VÍCIO, OU MANIA? –

Como todo sujeito que se preza, devemos ter algum vício, ou mania, como queiram, desde que não prejudiquem à ninguém. Os meus, sei que não prejudicam. Se tivesse que alguém ter prejuízo, seria eu mesmo. Vou explicar.

Todos os dias (quase), gosto de tomar uma dose de whisky antes do almoço. Gelo (muito), um pouco de mineral com gás (pouca), umas “paredes”, como se dizia antigamente, e o YouTube. Este, indispensável, pois sem uma boa música nada tem graça. Antes, usava CDs, ou discos de vinil, hoje muito bem guardados (e tão bem guardados que, às vezes, procuro um e não encontro). Paciência, faz parte da programação.

Meus netos vêm sempre almoçar comigo. A primeira coisa é “desliguem o celular”, e vamos escutar uma música de vergonha. Música clássica, que eles nunca ouvem, pois preferem os barulhos que apelidam de música hoje em dia. E tento explicar um pouco sobre a música, o compositor, a orquestra. E procuro as músicas no YouTube quase aleatoriamente, pois raramente eles erram.

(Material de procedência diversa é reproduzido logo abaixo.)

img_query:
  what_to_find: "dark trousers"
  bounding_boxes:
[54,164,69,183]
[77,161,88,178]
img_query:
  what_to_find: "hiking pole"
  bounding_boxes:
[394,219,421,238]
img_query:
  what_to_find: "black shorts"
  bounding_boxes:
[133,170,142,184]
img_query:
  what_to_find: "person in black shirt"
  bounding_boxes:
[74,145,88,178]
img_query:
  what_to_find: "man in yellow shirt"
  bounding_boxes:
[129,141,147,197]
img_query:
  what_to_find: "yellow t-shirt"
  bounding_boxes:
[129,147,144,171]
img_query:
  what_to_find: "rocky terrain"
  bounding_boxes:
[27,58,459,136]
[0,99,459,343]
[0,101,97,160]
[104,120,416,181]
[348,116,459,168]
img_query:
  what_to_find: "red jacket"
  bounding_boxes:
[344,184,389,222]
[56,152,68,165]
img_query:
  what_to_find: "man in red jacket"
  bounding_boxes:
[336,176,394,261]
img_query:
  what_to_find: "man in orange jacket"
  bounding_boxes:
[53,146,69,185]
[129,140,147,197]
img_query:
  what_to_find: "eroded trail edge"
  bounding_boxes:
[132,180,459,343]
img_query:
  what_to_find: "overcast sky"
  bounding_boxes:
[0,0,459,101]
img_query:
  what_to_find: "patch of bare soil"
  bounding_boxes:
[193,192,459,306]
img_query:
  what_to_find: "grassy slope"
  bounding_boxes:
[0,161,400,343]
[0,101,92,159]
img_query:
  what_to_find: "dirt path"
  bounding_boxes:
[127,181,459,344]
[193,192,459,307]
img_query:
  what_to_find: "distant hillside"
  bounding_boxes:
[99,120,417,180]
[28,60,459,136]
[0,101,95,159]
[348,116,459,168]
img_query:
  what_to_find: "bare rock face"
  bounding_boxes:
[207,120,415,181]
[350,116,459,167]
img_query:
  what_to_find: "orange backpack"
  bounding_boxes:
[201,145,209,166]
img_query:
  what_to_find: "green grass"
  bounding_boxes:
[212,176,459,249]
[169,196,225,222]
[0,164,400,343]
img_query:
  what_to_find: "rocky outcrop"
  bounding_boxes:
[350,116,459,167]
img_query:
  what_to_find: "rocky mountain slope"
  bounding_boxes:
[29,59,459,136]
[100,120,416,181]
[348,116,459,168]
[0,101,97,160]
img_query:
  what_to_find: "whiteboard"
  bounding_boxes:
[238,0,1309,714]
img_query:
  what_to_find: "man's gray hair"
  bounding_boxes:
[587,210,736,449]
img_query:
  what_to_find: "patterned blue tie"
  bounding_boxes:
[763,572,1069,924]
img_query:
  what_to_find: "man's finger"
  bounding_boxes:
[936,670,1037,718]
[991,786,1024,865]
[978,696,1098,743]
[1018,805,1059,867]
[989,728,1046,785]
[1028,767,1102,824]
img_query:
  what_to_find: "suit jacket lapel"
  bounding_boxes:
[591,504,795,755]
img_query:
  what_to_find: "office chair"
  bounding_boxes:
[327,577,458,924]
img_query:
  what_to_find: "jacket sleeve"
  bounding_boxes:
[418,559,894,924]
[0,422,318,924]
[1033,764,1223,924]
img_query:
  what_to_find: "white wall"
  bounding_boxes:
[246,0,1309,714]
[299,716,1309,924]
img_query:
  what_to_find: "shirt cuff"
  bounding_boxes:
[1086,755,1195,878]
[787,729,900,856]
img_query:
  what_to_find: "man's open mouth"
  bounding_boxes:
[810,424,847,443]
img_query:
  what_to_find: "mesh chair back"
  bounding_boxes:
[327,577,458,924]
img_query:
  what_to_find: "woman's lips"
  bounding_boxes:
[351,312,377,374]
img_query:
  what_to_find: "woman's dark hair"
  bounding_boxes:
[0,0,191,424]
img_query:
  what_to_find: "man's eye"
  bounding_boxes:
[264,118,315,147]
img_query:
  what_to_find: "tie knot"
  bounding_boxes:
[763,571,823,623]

Numa dessas vezes, estava escutando uma execução magistral da “1812”, Tchaikovsky mostrando a derrota de Napoleão. A música é “massa”, como eles gostam de chamar. A orquestra, do Exército russo, o coro de trombetas da Marinha, e um coral magistral. Vale a pena ver de novo. Chegam os dois, e tento mostrar a eles que coisa magnífica. Mas, a música estava  no final e eu, que sempre deixo o youtube escolher a próxima música aleatoriamente, sou surpreendido por “Capricho Italiano”, uma das mais bonitas músicas folclóricas italianas, executada por Chopin, que foi original na beleza de tudo que escreveu. E isso trouxe-me a lembrança de um conterrâneo nosso, Oriano de Almeida que, em Chopin, era doutor.

Morou a maior parte da vida fora de Natal, viajou o mundo inteiro tocando Chopin (principalmente), ganhou o Concurso Internacional que fazem periodicamente em Varsóvia, gravou bastante e veio terminar a vida aqui. Era muito ligado à  meu tio Vivi (Veríssimo de Mello) e por aí nos aproximamos. Diogenes da Cunha Lima, que era o Reitor e teve a feliz ideia do “Memória Viva”, fez com que Oriano fosse gravado, especialmente suas composições, algumas lindas. Foram de vinil, dos quais possuo quase todos, perdidos na mistura desorganizada que adoro.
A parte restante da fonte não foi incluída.